Owners of land will often turn to their title plans and ‘scale-up’. However, while title plans are a natural starting point in establishing a boundary and can be good evidence in a dispute, even they do not provide a definitive (or legally binding) answer; with the great majority of registered titles only showing ‘general boundaries’.
Boundaries are determined by examining the conveyances of the land in question and of adjoining land. The law provides that conveyances are to be interpreted from the perspective of a reasonable person in light of the objective surrounding facts and that means that, ultimately, it is only the courts who has the power to determine exactly where a boundary lies. In doing so, the courts attempt to objectively establish the boundary objectively as at the date of the earliest conveyance. Crucially, they do not take into account the subjective beliefs of the parties to the dispute. To complicate matters even further, even where a boundary has been determined, factors such as adverse possession can mean that it has moved over time.

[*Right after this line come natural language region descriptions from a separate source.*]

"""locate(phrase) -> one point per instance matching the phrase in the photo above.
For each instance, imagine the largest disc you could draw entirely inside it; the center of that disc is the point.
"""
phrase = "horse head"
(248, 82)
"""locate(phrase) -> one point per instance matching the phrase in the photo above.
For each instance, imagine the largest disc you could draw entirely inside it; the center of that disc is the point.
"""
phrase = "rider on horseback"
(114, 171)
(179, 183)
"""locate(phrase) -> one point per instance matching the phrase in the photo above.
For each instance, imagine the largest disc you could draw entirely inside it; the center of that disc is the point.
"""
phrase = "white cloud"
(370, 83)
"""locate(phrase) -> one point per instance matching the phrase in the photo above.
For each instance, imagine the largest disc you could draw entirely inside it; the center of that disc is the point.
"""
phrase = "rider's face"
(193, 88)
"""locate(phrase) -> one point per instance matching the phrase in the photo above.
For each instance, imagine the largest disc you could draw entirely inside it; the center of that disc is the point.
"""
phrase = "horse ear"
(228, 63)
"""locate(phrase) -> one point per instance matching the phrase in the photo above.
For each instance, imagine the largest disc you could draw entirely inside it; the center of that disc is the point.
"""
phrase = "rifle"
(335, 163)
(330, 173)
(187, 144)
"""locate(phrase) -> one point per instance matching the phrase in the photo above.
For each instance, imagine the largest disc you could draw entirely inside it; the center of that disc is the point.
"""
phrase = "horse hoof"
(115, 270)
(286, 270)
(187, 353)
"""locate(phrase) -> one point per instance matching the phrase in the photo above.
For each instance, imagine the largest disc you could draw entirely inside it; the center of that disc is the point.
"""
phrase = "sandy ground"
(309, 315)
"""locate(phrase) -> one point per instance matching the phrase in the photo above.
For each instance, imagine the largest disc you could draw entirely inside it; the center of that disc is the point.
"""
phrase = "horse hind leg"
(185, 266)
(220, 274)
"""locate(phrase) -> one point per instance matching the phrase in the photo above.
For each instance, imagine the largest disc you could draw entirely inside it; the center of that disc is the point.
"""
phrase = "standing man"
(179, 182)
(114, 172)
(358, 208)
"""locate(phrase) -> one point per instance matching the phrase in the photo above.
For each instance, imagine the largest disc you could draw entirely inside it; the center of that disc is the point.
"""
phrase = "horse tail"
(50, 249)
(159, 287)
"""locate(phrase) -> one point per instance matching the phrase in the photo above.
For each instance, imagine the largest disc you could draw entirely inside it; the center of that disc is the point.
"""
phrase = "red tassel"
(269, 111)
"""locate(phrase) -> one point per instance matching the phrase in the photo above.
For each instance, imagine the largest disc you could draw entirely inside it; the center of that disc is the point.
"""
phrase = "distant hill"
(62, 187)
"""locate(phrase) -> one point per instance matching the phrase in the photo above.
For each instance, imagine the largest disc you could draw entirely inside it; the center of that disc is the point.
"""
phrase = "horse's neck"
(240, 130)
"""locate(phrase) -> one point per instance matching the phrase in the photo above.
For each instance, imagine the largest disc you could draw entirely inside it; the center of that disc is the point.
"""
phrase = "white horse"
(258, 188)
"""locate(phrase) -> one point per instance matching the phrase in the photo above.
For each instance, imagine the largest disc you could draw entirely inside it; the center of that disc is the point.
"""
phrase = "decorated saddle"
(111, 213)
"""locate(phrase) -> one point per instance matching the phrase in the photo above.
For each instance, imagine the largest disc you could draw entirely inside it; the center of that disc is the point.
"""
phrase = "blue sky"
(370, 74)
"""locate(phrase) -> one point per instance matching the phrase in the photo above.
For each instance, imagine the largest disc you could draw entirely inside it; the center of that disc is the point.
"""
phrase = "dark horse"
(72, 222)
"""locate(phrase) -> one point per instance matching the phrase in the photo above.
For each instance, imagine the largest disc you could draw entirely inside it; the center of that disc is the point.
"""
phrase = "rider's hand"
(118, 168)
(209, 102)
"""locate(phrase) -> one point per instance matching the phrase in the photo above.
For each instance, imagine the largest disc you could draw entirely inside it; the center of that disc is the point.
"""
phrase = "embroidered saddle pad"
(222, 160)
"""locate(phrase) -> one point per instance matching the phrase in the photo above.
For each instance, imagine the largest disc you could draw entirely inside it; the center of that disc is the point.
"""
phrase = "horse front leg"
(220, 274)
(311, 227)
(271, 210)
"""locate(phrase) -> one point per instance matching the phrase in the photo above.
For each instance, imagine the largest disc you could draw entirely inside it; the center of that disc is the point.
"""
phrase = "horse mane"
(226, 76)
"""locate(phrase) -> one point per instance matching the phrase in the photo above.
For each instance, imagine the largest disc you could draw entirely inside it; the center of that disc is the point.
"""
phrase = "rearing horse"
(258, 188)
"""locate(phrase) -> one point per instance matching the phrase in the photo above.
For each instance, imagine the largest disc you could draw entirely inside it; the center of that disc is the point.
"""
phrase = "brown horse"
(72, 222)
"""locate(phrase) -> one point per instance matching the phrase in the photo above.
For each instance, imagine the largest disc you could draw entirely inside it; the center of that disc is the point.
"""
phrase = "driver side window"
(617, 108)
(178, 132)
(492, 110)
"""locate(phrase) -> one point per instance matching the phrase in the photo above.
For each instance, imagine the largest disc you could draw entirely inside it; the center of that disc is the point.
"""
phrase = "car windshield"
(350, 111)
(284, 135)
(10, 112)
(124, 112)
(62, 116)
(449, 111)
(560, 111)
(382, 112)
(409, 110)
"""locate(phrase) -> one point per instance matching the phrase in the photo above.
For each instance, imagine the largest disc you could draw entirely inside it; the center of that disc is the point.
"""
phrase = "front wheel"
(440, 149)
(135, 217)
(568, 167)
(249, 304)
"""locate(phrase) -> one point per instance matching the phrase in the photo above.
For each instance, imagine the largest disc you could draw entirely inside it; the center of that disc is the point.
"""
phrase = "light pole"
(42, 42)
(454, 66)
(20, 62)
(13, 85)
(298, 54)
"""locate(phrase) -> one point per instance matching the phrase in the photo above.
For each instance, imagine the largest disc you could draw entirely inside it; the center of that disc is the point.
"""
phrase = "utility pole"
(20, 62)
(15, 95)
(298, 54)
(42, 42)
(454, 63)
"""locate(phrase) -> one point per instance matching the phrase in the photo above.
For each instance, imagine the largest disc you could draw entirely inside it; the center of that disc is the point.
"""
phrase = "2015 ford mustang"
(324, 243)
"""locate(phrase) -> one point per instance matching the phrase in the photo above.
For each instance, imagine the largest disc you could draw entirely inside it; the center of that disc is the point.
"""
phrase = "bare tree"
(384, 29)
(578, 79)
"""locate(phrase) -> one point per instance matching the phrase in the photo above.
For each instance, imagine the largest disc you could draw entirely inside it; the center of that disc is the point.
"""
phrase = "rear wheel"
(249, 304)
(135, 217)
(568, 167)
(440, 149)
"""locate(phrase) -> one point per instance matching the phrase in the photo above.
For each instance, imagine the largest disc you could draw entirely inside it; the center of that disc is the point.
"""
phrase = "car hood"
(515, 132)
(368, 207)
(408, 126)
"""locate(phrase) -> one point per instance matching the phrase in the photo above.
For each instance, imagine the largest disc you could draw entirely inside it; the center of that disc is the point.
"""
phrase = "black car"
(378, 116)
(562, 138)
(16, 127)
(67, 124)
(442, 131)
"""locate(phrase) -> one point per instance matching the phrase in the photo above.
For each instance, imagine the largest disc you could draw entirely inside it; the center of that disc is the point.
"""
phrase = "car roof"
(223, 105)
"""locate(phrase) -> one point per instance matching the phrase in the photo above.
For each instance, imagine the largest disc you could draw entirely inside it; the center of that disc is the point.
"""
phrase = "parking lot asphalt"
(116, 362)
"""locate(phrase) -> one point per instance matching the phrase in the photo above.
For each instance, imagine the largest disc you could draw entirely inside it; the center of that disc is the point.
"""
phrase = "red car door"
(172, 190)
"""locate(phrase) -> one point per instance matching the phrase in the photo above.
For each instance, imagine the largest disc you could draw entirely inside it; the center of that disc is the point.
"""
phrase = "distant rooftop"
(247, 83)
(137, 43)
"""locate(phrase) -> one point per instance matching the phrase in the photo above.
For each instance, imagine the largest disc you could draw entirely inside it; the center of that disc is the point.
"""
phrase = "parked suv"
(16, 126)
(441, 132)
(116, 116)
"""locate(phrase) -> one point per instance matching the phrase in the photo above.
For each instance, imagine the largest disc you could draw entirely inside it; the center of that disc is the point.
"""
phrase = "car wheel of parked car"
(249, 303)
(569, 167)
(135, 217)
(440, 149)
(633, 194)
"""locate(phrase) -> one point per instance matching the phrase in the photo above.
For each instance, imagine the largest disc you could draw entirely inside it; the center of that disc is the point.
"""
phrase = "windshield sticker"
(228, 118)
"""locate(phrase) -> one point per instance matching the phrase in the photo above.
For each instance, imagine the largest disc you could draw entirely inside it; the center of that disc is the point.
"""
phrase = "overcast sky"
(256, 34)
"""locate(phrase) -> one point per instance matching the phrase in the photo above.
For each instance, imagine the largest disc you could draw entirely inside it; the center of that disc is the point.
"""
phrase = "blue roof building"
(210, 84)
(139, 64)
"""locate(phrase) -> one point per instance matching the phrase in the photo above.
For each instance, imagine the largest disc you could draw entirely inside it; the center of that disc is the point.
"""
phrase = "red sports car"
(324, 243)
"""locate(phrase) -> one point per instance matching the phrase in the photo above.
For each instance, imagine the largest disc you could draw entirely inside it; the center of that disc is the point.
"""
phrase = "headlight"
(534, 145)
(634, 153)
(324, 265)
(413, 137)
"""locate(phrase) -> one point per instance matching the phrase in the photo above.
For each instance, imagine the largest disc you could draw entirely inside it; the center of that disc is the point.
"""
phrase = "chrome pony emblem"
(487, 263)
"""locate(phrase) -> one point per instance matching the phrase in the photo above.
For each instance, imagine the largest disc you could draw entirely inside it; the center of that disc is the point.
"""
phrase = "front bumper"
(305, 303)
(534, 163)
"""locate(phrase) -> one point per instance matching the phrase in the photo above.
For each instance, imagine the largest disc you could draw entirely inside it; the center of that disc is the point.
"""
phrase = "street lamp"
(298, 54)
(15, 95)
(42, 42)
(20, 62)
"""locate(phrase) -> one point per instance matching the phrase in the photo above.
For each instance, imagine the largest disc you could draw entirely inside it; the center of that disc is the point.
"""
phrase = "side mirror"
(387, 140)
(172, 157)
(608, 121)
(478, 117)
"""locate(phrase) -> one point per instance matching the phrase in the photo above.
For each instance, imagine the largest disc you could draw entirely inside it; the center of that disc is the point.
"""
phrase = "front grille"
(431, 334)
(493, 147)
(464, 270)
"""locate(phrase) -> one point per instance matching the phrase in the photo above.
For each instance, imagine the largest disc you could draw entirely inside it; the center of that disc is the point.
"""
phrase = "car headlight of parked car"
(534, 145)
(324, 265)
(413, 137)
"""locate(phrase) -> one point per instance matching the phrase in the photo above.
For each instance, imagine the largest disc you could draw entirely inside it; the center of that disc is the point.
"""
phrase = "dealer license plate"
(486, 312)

All of this means that neighbours have frequently been known to incur tens of thousands of pounds in court and legal costs in matters concerning very small strips of land. The cost of litigation can therefore be far disproportionate to the value of the land itself, and the outcome of a case can be devastating to the losing party and to neighbourly relations.
Alternative dispute resolution (ADR) can be a much cheaper option for parties. The Boundary Disputes Protocol, published by senior members of the legal and surveying professions in 2017, sought to set out a framework that incorporated ADR, promoting the use of joint surveyors and a more cooperative approach between parties. While the protocol provides guidance on the most cost and time efficient manner in which to settle a dispute, it is not mandatory. In addition, it has come in for some criticism because some of the language and terminology within it is complex, meaning that it is not user friendly to a person who is not a property professional; and because a person who is not a property professional may not be aware of the protocol at an early-enough stage of a dispute, meaning that positions may have become entrenched, rendering ADR impossible in any event. Of itself, therefore, the protocol does not necessarily represent a workable, practical solution for parties.
Parliament has, however, recognised the need for legal reform in this area. In 2015 it introduced the Property Boundaries (Resolution of Disputes) Bill and, whilst the bill has been slow to make its way through Parliament (with Brexit dominating legislative manpower in the meantime), the bill had its first reading on 15 January 2020 and is awaiting a date for its second.
The bill seeks to introduce mandatory expert (surveyor) determination of boundary disputes and will only enable a claimant in a boundary dispute that ends up in court to claim its costs where it has first followed the procedure set out in the bill.
While the bill will make it mandatory for parties to attempt to determine their dispute out of court, it has also come under criticism. Firstly, the bill only extends to owners of freehold land meaning that owners of leasehold properties would require the freeholder to engage the boundary resolution procedure on their behalf. This could be an issue for leaseholders – particularly in the case of long-term commercial leaseholds, where the freehold owner may be hard to trace or may have no inclination to become involved. Another concern is whether the determination by the surveyor will conclude the dispute; the boundary dispute may involve complex issues of law or may involve issues about encroaching structures and/or the award of damages. This means that litigation may ultimately have to ensue in any event.
Whilst the bill is a step in the right direction, therefore, it will need some refinement. If passed in its current or an amended form, the bill will change the way in which boundary disputes are handled and will be of significance to all landowners, occupiers and developers. Walker Morris will monitor and report on key developments.